Bioinform Biol Insights. 2022 Feb 23:16:11779322221080264. doi: 10.1177/11779322221080264. eCollection 2022.

Abstract

With the advent of next-generation whole-genome sequencing (WGS), the need for good-quality and well-characterised Salmonella genomes has increased over the past years. Good-quality complete genomes are often required for assembly reference mapping or phylogenetic single nucleotide polymorphism (SNP) analysis. Complete genomes or contigs from specific sources or serovars are also searched for clustering analysis or source attribution studies. Therefore, new bioinformatics tools are needed for the extraction of good-quality and well-characterised genomes from public databases.
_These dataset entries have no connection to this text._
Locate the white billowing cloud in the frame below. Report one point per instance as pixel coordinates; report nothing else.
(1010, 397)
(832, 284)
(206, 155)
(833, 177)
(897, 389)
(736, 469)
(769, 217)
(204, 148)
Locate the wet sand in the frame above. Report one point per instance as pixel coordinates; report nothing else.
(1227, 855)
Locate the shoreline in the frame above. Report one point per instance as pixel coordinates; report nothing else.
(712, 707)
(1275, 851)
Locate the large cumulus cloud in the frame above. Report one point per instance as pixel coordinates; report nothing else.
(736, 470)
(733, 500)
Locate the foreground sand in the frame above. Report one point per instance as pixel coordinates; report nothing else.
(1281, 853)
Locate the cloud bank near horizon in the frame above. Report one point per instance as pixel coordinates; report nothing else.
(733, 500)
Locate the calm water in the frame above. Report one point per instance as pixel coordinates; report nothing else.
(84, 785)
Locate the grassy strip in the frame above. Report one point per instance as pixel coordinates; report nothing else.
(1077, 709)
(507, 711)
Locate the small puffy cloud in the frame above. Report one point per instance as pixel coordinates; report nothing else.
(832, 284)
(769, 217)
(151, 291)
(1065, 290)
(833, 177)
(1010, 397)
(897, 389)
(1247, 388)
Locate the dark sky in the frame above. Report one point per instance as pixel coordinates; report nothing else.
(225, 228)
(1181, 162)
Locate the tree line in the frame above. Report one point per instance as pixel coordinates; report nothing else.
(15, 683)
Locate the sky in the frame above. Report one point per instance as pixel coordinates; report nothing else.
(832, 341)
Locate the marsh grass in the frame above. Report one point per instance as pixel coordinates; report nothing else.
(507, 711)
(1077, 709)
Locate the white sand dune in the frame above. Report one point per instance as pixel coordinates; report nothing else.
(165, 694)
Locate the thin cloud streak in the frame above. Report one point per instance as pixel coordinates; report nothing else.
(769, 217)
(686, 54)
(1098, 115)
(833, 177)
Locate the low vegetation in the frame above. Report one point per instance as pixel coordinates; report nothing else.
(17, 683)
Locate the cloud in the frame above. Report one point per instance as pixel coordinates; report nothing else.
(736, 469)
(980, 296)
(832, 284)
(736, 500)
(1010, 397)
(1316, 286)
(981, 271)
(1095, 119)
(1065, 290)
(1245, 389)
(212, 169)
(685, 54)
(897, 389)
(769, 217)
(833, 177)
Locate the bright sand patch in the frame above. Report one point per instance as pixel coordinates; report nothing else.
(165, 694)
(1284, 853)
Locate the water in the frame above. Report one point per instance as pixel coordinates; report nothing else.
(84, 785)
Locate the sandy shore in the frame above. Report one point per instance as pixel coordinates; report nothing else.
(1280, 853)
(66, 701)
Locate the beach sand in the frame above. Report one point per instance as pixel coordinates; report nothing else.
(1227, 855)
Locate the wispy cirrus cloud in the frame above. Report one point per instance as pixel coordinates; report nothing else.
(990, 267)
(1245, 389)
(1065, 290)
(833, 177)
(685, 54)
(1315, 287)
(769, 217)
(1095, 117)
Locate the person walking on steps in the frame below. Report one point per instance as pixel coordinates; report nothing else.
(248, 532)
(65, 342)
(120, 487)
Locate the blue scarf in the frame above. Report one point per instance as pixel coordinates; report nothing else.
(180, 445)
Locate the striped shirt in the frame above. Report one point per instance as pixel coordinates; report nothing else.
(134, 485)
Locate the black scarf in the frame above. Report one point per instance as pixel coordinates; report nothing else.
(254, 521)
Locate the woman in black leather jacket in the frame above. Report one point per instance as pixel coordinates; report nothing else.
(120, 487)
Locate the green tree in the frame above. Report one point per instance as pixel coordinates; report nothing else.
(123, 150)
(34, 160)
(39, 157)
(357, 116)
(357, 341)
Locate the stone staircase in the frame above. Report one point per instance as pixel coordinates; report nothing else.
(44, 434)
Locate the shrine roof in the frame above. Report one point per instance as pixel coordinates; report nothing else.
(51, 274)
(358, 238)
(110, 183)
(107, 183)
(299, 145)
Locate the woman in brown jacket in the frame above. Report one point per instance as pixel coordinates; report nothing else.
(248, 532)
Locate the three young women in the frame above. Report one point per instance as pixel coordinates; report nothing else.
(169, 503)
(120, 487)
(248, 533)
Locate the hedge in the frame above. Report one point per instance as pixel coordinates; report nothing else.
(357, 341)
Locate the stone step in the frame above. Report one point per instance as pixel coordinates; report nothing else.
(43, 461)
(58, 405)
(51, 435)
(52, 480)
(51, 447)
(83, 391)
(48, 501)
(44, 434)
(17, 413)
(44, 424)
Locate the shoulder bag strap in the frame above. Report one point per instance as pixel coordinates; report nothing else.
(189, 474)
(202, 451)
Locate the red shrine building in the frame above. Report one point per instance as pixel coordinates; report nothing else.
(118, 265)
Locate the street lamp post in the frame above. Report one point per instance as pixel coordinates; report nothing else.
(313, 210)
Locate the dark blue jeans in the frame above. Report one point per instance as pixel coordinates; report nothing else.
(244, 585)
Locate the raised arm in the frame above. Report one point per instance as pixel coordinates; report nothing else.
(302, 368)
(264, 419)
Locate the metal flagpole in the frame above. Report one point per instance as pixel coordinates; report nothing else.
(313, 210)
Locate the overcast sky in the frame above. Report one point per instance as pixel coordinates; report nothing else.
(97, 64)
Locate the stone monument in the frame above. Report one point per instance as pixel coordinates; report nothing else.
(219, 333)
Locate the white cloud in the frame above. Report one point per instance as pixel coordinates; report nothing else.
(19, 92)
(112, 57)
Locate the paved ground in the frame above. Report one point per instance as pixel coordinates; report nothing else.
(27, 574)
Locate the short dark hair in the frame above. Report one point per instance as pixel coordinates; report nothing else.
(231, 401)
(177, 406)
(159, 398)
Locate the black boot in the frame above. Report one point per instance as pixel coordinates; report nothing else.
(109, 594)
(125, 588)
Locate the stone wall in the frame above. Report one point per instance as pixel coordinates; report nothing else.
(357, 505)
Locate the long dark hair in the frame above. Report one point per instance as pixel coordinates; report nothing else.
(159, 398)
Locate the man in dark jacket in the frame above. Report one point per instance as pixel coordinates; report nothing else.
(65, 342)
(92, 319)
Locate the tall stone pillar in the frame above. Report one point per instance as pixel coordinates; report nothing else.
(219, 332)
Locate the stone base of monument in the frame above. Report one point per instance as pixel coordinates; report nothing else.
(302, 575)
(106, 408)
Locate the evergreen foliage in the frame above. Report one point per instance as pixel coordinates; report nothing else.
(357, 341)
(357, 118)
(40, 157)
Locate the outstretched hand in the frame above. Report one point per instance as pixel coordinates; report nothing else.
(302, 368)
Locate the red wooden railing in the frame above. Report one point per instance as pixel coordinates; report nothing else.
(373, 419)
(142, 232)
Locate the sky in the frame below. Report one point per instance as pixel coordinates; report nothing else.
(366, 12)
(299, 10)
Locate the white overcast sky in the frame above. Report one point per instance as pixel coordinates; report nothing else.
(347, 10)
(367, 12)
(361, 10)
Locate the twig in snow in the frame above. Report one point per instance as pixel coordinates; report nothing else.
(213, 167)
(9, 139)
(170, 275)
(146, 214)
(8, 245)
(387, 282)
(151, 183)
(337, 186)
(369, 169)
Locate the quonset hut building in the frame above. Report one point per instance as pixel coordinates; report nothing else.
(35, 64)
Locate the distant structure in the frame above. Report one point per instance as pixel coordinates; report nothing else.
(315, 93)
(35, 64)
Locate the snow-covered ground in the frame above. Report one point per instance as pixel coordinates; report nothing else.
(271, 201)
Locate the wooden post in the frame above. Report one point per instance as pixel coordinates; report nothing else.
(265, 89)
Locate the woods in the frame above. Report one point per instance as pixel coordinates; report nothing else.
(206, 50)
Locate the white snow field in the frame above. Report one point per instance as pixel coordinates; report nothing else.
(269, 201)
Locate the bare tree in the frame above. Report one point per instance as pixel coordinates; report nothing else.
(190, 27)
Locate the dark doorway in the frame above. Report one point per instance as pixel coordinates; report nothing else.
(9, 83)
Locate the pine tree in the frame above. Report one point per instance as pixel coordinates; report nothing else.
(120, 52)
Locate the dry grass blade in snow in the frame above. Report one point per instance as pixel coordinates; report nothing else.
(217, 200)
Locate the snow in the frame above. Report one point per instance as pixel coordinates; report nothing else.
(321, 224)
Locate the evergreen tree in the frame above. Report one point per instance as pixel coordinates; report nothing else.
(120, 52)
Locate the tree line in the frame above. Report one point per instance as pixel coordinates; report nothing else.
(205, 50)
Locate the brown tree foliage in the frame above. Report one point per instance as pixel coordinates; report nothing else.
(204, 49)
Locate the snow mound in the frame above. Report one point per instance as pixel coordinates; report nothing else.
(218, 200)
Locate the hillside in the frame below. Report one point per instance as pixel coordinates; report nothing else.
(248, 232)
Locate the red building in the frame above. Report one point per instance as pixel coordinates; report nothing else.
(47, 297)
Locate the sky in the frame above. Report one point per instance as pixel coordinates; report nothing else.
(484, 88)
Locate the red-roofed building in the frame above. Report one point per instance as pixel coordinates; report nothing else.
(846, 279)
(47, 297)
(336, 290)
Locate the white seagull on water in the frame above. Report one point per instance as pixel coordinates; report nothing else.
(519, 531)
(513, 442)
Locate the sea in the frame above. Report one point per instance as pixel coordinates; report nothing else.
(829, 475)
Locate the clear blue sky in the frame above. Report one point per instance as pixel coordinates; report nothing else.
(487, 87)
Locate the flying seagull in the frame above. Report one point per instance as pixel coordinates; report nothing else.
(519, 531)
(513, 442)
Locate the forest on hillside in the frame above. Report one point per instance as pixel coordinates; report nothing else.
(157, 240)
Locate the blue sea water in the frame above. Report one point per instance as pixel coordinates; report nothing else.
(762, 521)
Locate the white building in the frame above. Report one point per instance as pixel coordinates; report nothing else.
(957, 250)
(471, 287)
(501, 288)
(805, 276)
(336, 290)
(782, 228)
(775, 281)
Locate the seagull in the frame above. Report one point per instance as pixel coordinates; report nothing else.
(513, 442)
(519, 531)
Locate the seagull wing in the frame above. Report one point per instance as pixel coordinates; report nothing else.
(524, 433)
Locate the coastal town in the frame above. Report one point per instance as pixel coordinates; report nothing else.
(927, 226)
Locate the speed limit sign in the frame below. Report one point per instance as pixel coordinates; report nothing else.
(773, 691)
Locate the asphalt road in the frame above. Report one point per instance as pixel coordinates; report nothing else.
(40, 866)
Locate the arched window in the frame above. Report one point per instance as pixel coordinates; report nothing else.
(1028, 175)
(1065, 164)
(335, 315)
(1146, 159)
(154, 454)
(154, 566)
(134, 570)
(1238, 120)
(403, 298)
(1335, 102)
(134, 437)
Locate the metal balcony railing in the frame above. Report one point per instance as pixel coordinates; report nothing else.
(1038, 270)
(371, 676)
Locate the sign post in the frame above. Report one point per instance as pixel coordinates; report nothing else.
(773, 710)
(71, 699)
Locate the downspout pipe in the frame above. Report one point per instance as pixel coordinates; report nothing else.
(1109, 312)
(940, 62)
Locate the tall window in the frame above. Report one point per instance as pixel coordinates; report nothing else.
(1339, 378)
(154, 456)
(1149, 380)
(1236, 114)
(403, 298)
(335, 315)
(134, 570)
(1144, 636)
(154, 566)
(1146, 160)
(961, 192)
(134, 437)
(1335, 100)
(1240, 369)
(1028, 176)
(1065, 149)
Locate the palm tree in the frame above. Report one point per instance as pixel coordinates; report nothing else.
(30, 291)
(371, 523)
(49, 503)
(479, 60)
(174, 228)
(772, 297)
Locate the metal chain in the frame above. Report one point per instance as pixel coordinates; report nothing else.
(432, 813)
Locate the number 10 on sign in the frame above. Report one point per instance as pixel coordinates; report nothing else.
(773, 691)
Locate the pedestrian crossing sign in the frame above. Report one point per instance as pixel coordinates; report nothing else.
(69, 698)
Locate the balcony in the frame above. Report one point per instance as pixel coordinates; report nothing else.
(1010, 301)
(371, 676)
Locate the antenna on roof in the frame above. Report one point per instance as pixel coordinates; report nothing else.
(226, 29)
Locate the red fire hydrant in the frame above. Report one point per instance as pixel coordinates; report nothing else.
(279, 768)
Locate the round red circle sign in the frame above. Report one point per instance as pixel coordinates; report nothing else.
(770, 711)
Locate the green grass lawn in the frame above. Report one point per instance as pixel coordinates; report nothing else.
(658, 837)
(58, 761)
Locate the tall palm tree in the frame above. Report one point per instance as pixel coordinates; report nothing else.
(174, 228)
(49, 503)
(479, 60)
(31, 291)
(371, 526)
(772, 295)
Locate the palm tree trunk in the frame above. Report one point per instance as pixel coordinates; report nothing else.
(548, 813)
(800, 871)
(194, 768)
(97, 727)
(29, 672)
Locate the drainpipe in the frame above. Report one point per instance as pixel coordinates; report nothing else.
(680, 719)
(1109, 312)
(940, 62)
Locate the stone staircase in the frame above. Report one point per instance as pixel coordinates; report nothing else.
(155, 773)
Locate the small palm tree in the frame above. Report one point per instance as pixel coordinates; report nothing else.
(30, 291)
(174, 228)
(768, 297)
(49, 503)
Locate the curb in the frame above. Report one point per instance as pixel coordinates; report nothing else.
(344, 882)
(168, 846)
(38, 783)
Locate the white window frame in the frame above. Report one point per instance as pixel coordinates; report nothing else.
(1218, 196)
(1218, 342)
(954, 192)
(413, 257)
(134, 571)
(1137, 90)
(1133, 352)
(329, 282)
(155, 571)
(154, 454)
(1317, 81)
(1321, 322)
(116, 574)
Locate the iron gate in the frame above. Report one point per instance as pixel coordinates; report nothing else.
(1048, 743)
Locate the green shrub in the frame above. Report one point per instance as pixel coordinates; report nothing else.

Here, we developed SalmoDEST, an open-source Python tool capable of extracting Salmonella genomes with a coverage higher than 50x and genome length over 4Mb from the GenBank database in the form of complete genomes or contigs, with verification of the serovar to which they belong and identification of the corresponding multi locus sequence type (MLST) profile. To validate the ability to SalmoDEST to screen for and retrieve genomes of good quality, we compared our results for S. Typhi complete genome with those available in the literature and extracted Salmonella genomes from bovine sources strains isolated worldwide. Finally, we provide in this study a list of 239 complete genomes for 123 serovars of Salmonella of high quality. SalmoDEST is a handy and easy-to-use open-source tool to extract complete genomes or contigs that can be routinely used in public health, food safety and research laboratories. SalmoDEST (SALMOnella Download gEnome Serotype sT) is available at https://github.com/I-Guy/SalmoDEST.

Keywords: MLST profile determination; SalmoDEST; Salmonella; complete reference genomes; good-quality genomes; serovar prediction.